Laura Mora Ortega parvient à faire un film cohérent et créatif, malgré sa structure classique dans laquelle tout ce qui va se passer est prévisible du début à la fin. Cependant, la touche observationnelle, réflexive et symbolique de l’œuvre offre un degré d’intérêt exceptionnel. Il convient de mentionner qu’au sein de ce symbolisme, nous pouvons également trouver des relations excessivement évidentes, mais en général, elles sont très bien intégrées et assez évocatrices.

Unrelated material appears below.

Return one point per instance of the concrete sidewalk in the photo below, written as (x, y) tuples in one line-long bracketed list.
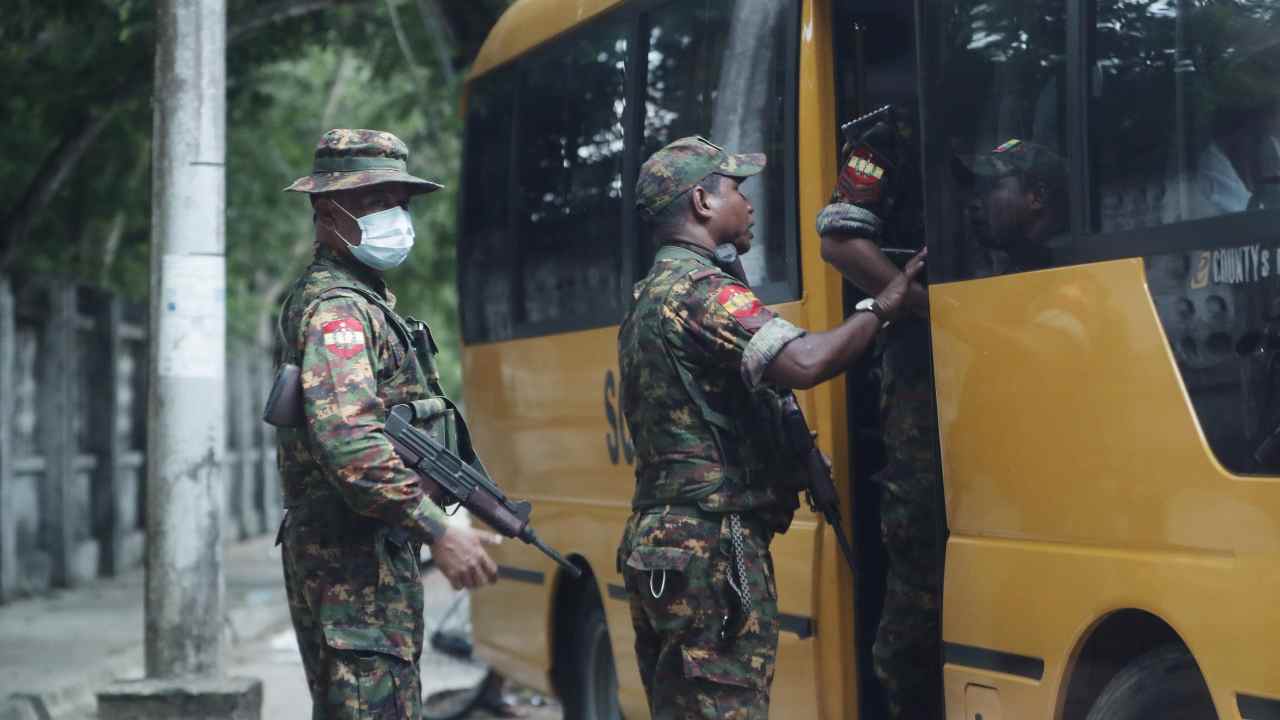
[(56, 651)]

Los reyes del mundo a des scènes qui resteront gravées dans la rétine du spectateur épris d’un cinéma réflexif, qui parvient à casser tous les schémas. Un travail qui représente cette recherche de liberté que nous faisons tous quand nous sommes jeunes, mais que, peut-être, nous oublions en cours de route. Un chant à l’égalité de tous qui naît avec l’annonce ; »Tous les hommes seront égaux » , dans le futur ou au paradis, qui sait ce que cette amère existence nous apportera.